Facebook is launching Facebook News, which is expected to contribute tens of millions of dollars to the Russian economy.

A bear pushing a wheelbarrow attacked his handler during a performance in a Russian traveling circus. The bear was subdued but not killed, and has been assigned a career coach to guide him in better ways to ask for a raise.

Brett Favre told sports journalist Peter King he thinks he might’ve played in the NFL too long, adding “I think I might’ve played in the NFL too long.”

After being diagnosed with a pulmonary embolism, Dog the Bounty Hunter told Dr. Oz he’s stopped eating “white foods” like sugar, bread and pasta. Dog said he’s struggling, because he doesn’t have the right friends to recommend black foods.

Taylor Swift and Andrew Lloyd Webber wrote a new song for the film adaptation of ‘Cats’. It’s a lot of mean stuff about a tomcat who breaks it off with a girl cat.

President Trump said he’ll attend a Washington Nationals World Series game if it extends to Game 5. After that, he said he won’t be free until Game 9.


12 year-old ventriloquist Darci Lynne Farmer is the new champion of America’s Got Talent, succeeding last year’s champion, then-12 year-old ukulele-playing singer Grace Vanderwaal. Producers plan to rename the show ‘America’s Got A Thing For Preteen Girls’.

General Electric Corporation is getting rid of its corporate jets to cut costs. Execs will now have to charter a plane, fly commercial, or befriend a rapper.

Archaeologists have discovered 75 million year-old fossilized dinosaur poop – along with a chiseled note from a Cro-magnon man threatening violence if he finds it outside of his cave again.

  • The poop contained crustacean shells and rotting wood, forcing scientists to reconsider their belief that dinosaurs were herbivores — now concluding that some of them dined at Red Lobster.

Ivanka Trump, appearing on the Dr. Oz show, said she suffered from postpartum depression after giving birth to each of her three children. Ivanka said much of the depression came because of constant badgering from her father asking when she was getting her hot body back.

  • Responding to Ivanka’s revelation, Dr Oz asked her what postpartum depression is.

Apple said they’re working on a fix for the new Apple Watch Series 3, which sometimes fails to connect to cellular service while on unsecured wireless networks. Apple reiterated the important things are that they still get their money, and that purchasers still get to look like dorks talking to their watch like Dick Tracy.

To help fight the opioid epidemic, CVS Pharmacy said that it will limit new opioid prescriptions to a 7-day supply, but added that CVS ExtraCare loyalty card members will still get bottomless refills.

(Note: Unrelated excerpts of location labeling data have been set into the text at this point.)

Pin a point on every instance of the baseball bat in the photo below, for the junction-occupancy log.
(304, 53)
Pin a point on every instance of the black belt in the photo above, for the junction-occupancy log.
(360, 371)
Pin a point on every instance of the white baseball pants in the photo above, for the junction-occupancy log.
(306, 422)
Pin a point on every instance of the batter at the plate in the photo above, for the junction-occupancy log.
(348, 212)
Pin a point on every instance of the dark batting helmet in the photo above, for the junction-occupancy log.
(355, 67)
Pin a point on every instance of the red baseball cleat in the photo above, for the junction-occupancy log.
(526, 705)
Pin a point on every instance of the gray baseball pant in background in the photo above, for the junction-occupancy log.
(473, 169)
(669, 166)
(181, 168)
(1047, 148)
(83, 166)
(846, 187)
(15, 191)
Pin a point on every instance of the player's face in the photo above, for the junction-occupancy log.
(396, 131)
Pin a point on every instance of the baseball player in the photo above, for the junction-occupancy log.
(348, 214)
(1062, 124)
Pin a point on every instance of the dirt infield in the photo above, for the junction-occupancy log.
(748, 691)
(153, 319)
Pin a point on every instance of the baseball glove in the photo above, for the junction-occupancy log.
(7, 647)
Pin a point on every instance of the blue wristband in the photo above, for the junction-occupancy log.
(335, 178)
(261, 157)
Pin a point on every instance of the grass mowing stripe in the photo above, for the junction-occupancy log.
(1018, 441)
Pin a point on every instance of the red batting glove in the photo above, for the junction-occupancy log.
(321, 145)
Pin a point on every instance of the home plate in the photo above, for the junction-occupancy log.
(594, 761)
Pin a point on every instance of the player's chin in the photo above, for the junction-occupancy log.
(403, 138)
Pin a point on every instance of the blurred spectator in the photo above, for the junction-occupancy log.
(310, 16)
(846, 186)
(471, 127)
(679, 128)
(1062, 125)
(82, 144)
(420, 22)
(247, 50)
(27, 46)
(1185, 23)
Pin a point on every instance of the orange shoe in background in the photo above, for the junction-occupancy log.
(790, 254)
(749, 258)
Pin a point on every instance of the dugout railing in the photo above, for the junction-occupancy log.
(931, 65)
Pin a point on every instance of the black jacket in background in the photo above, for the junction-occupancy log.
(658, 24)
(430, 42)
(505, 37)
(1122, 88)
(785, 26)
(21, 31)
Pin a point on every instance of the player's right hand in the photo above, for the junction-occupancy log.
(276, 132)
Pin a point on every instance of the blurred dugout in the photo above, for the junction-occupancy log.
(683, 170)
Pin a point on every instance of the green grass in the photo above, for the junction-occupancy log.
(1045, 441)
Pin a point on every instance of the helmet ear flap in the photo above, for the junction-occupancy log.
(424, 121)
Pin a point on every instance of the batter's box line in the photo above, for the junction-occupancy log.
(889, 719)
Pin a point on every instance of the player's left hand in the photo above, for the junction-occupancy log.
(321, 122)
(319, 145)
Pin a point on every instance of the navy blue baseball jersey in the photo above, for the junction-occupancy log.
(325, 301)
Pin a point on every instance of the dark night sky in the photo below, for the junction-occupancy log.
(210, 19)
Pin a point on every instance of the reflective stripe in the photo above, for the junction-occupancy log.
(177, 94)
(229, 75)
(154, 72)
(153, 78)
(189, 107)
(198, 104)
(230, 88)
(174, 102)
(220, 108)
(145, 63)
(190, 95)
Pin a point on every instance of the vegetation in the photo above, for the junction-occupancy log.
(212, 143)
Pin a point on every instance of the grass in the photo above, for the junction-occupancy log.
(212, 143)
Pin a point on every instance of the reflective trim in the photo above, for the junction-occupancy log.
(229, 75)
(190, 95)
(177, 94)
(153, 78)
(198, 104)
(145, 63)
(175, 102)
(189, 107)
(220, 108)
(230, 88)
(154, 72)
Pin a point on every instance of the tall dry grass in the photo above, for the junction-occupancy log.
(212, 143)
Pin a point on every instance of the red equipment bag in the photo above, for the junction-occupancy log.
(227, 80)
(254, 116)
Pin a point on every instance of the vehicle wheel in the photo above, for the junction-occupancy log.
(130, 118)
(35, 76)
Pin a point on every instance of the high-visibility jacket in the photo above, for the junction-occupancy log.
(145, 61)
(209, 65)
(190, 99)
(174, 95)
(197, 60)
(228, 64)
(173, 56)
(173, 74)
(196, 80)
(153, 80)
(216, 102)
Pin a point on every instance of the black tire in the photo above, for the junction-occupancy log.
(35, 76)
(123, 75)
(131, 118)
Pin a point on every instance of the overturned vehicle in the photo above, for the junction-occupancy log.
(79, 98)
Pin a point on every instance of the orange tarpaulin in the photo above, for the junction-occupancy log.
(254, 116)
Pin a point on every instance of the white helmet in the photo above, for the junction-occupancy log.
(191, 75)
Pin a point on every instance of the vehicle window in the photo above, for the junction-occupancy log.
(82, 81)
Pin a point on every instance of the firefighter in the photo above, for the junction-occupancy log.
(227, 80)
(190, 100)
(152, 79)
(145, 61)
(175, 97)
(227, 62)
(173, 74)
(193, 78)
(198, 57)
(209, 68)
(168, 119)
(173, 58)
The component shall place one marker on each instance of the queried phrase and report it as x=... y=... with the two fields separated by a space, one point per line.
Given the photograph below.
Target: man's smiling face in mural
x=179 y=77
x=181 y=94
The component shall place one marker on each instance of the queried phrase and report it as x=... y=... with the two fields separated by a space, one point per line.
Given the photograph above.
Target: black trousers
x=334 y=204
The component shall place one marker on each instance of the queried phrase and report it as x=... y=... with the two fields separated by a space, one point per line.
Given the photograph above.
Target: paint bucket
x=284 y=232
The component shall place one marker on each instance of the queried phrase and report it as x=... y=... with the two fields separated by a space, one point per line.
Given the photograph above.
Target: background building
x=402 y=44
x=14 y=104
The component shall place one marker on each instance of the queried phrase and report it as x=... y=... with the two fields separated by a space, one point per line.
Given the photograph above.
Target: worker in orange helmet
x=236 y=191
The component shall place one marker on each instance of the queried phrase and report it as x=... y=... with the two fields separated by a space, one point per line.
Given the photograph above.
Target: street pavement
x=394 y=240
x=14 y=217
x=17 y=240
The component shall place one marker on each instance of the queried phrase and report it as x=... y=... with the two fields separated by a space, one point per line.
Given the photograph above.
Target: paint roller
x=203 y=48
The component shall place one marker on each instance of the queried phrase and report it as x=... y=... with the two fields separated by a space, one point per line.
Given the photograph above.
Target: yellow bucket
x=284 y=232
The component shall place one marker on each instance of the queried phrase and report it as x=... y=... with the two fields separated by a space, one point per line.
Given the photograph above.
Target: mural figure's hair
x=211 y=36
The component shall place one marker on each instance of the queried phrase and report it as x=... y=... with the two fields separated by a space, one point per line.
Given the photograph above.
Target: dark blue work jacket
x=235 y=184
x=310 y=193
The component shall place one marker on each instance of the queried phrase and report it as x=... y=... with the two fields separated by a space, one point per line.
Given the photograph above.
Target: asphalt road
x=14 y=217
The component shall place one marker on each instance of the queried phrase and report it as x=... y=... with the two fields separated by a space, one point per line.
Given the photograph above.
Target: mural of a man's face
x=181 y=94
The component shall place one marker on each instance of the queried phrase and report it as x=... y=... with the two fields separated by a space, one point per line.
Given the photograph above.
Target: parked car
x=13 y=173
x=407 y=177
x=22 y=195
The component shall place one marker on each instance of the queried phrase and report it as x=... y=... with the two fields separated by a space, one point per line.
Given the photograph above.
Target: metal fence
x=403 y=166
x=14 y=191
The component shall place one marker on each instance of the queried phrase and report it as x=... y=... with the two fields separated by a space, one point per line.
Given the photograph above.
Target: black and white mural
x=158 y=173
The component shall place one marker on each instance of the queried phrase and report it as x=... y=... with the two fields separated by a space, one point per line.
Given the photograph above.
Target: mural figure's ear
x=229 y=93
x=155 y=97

President Trump, speaking at a U.N. luncheon, referred to ‘Nambia’ — a non-existent African country — while praising its health care. A White House spokesperson acknowledged the mistake, saying the President was referring to Wakanda, and that he would personally apologize to the Nubian Prince T’Challa.

Melania Trump spoke out against bullying at the U.N. on Wednesday.  “Great speech” said Little Marco.

Rhode Island’s Governor said that the state will cover the $495 cost for DACA ‘Dreamers’ to extend their resident eligibility status, but that they’re on their own once they decide to wise up and leave Rhode Island.